If he’d been my patient, I’d have said no, it was something he had to get through himself. Since he wasn’t, I could go and see him play guitar, while drinking and talking with Henry and Miriam.
“Sure,” I said.
“Now you’ve agreed, I’ll arrange it for definite—at the Caramel Sootie.”
“The Kama Sutra?”
“They know me there personally. I never have to give my name: I helped them with their heating. You can imagine, they were grateful.”
“Can’t it be a more ordinary venue? Why not the Cross Keys?”
“It’s dark, innit, at the Sootie? They’re screwing. They won’t be interested in me.”
“Or your nose.”
“That’s it. An’ what’s that Woody Allen joke Henry told me? If sex between two people is great, sex between five people is even better!”
“But what could be worse,” I replied, “than to feel desire and have it satisfied immediately?”

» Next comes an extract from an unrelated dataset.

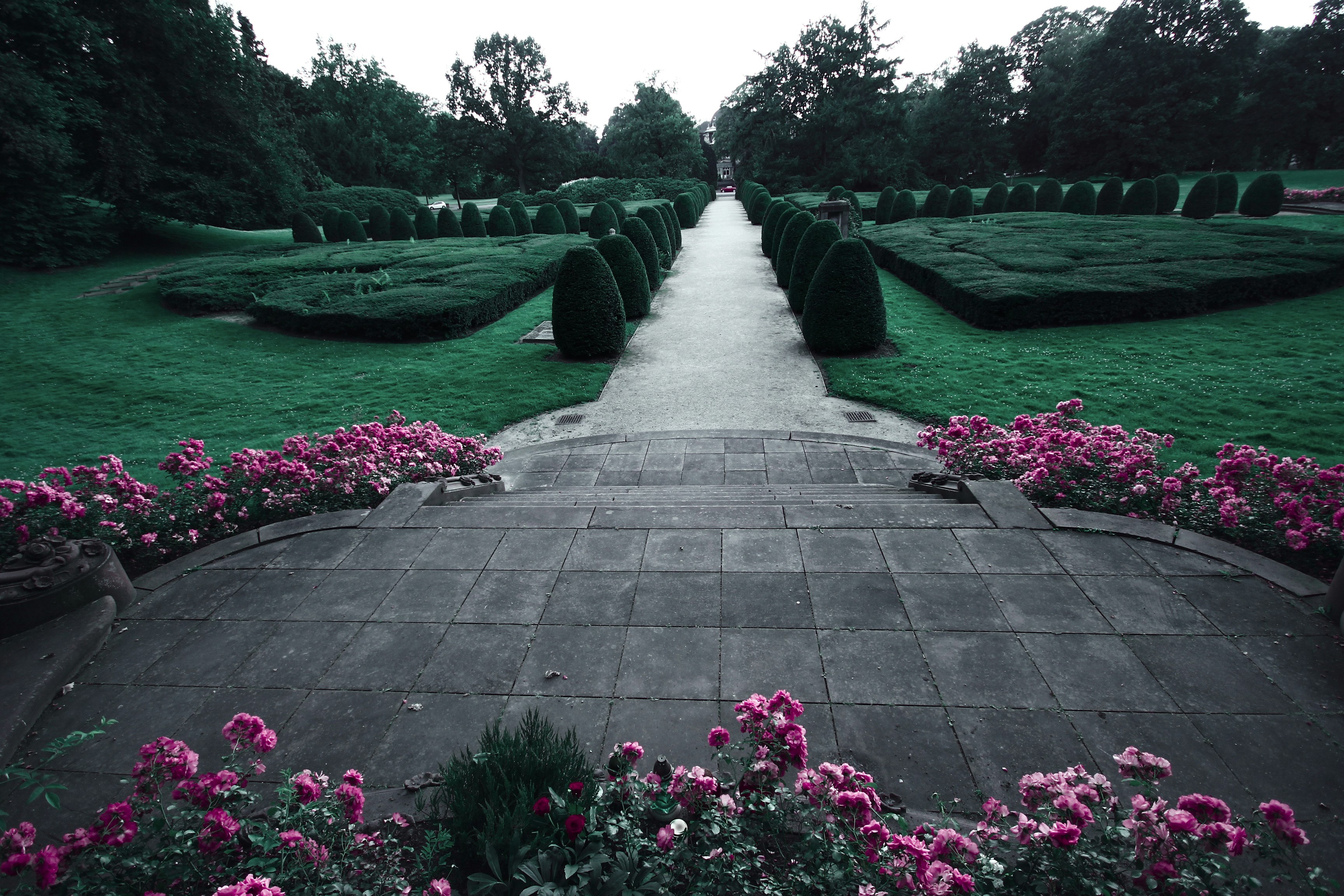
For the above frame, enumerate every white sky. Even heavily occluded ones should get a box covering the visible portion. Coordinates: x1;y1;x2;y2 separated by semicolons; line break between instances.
224;0;1312;133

“Shrinky, don’t be alarmed up. It ain’t compulsive to screw if you don’t wanna. Meself, I wouldn’t touch some of them people with asbestos gloves on. But Henry and Miriam rate it better than sex. There’s this twenty-stone guy who lies there, and birds dressed as schoolgirls—”
“They’ve told me about the Sootie, thanks.”
“You’ll do it?”
“I’ll have to ask Henry and Miriam.”
“Let me embrace you, man.”
He held on to me before saying, “You knows you’ll ’ave to look right, dress up an’ all. The only other way they’ll let you in is bollock naked, and I can tell you, there’s draughts in there which will cut you in two. Henry and Miriam will help you. I’m looking forward to it,” he said. “My comeback and your come-out.”